Court denies meat industry bid to block COOL regulations

WASHINGTON, Sept. 11, 2013 – U.S. District Judge Ketanji Brown Jackson today rejected a request by U.S. and Canadian meat packers and livestock growers for an injunction blocking a final USDA regulation mandating country-of-origin labels (COOL) on meat sold in retail stores.

In rejecting the principal arguments of the American Meat Institute (AMI) and its allies for an order blocking the Agricultural Marketing Service (AMS) rules, Jackson handed a major victory to USDA and COOL proponents in the long-running controversy.

AMI said that it disagrees strongly with the decision and plans to appeal because "several aspects of the ruling are susceptible to change." 
 

Her 80-page opinion concludes that the challengers are unlikely to prevail on the merits of their arguments and have failed to persuade her that the labeling rules would cause irreparable harm to their member companies and livestock producers.

She disagreed with the claims by attorneys for the challengers that the requirements violated their First Amendment “free speech” rights by forcing them to speak when they did not want to do so. She concludes that the rules compel disclosure of “purely factual and uncontroversial information,” and thus need only be “reasonably related to the [government’s] interest in preventing deception of consumers” to pass muster under the First Amendment.

“The final rule sufficiently establishes that the regulation was intended to address the possibility of consumer confusion regarding the origin of covered commodities,” Jackson wrote.

Industry’s arguments are unlikely to succeed on the merits “largely because they demand a narrow focus on specific words and phrases in the COOL statute and do not account for the broader context of the statute and what Congress apparently intended to achieve when it authorized the agency to promulgate rules to implement the statutory purpose,” she wrote. “In other words, plaintiffs’ statutory arguments cherry-pick the trees and miss the forest.”

Jackson also was not persuaded by industry’s contention that “they will ultimately lose future business because others may respond to the new labeling rules and react in a manner that may ultimately affect their companies negatively.” Citing precedent, she said that indirect harm seems “neither certain nor immediate, and thus cannot be the basis for a finding of irreparable harm.”

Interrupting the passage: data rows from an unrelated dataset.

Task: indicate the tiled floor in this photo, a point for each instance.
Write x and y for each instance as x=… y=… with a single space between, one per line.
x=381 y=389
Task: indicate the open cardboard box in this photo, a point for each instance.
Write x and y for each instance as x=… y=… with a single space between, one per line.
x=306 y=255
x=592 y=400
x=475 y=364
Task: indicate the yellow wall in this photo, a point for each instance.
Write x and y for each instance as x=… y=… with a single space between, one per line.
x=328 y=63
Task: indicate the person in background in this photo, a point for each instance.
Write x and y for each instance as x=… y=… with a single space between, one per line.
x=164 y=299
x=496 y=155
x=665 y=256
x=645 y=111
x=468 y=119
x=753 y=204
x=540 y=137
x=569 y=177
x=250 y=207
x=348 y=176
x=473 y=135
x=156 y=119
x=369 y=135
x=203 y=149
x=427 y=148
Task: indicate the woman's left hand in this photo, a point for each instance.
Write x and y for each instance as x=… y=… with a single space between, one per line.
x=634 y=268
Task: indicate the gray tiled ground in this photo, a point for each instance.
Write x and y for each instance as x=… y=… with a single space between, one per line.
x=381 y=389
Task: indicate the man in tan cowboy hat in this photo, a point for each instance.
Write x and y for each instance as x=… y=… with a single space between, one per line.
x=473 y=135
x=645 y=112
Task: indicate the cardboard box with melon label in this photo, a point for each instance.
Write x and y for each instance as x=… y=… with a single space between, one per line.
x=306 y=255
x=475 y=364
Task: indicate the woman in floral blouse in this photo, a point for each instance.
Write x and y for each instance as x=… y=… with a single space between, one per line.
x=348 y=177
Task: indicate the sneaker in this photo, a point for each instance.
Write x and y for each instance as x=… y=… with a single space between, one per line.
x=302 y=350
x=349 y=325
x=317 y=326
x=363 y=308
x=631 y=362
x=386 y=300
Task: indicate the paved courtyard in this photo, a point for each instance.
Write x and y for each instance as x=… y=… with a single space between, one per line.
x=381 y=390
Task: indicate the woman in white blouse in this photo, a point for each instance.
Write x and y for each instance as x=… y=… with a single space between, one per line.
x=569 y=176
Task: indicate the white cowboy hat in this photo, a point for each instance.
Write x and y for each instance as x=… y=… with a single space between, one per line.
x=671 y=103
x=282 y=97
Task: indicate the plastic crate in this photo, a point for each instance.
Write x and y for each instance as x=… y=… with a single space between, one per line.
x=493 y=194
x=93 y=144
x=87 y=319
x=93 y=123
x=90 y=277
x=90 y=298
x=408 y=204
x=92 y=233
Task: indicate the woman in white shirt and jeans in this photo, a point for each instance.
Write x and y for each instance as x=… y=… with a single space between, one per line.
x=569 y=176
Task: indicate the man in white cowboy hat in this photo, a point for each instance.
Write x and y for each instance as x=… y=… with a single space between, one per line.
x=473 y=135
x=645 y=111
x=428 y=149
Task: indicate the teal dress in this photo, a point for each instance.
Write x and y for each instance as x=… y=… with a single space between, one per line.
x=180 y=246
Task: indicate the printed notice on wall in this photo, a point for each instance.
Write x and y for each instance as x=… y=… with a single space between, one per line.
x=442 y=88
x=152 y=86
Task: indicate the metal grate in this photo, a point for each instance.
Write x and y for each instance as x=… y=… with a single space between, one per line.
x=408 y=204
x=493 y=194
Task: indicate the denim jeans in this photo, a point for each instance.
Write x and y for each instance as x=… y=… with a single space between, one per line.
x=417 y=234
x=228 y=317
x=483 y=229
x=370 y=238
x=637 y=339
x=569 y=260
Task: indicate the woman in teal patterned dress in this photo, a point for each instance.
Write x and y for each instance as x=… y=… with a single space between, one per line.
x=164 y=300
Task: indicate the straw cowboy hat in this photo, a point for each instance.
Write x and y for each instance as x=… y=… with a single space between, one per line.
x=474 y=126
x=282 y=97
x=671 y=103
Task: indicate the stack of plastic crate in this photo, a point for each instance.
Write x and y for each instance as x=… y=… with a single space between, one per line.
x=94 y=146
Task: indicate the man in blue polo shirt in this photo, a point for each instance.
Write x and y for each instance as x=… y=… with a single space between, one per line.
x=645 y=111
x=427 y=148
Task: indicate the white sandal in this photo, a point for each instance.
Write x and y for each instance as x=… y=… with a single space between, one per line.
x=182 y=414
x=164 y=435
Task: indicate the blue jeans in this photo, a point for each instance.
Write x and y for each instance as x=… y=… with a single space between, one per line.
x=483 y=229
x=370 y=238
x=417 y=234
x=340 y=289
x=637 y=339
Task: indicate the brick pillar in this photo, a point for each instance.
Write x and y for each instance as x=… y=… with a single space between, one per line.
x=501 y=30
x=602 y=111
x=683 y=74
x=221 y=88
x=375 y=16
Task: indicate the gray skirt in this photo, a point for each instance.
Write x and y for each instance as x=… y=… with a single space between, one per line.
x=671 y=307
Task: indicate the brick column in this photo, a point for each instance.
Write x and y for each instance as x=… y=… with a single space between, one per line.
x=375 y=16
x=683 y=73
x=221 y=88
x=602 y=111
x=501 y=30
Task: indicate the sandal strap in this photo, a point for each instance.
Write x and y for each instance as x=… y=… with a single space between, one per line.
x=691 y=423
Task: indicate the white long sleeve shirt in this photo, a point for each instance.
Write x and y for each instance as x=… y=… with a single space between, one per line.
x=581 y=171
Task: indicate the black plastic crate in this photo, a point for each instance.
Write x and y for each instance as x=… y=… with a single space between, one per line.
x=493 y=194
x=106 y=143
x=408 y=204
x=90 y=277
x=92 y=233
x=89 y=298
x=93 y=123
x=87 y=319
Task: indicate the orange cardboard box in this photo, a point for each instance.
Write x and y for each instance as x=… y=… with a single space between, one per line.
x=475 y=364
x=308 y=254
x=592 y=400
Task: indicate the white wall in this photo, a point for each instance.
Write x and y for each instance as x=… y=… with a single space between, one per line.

She also declined to accept the industry argument that USDA exceeded the authority Congress gave it in the COOL statute because it requires retailers to specify where an animal was born, raised, and slaughtered. She said that it was reasonable to interpret the COOL law as creating a retailer obligation to inform consumers of meat’s country of origin. “There are plenty of hints in the statutory language that this may be precisely how Congress intended,” she wrote. 

Jackson also said that a court would most likely conclude that a ban on commingling ban is a permissible way to further the intent of Congress. “By pursuing a course of action that unquestionably furthers Congress’s intent to require retailers to provide accurate origin information about the covered commodities, the AMS is likely to be able to demonstrate that the commingling ban satisfies this standard,” she added.

Vice President of Government Affairs Colin Woodall said the National Cattlemen’s Beef Association is disappointed with the ruling but will continue to “pursue industry-led voluntary labeling alternatives to ensure cattlemen and women are not strapped with additional costs for a program that offers no benefit to consumers or producers.”

Mandatory COOL supporters hailed the ruling. “If the injunction had been granted it would have ensured that the United States would be in violation of its trade obligations under the WTO and also would have further delayed consumers having the type of information Congress has long intended them to have,” said John Wooster, San Lucas, Calif., president of the U.S. Cattlemen’s Association (USCA), which intervened in the case in support of USDA.

President Roger Johnson of the National Farmers Union (NFU), which intervened along with USCA, the American Sheep Industry Association (ASI) and Consumer Federation of America (CFA), said that he was “pleased that the packer-producer organizations and foreign interests’ attempts to thwart COOL have been denied.”

The suit challenging the final rule was filed July 8 by AMI, the National Cattlemen’s Beef Association, Canadian Cattlemen's Association, Canadian Pork Council, North American Meat Association, American Association of Meat Processors, National Pork Producers Council, Southwest Meat Association and Mexico's National Confederation of Livestock Organizations. The governments of Canada and Mexico continue to challenge the new COOL provisions before the World Trade Organization, which faulted an earlier version.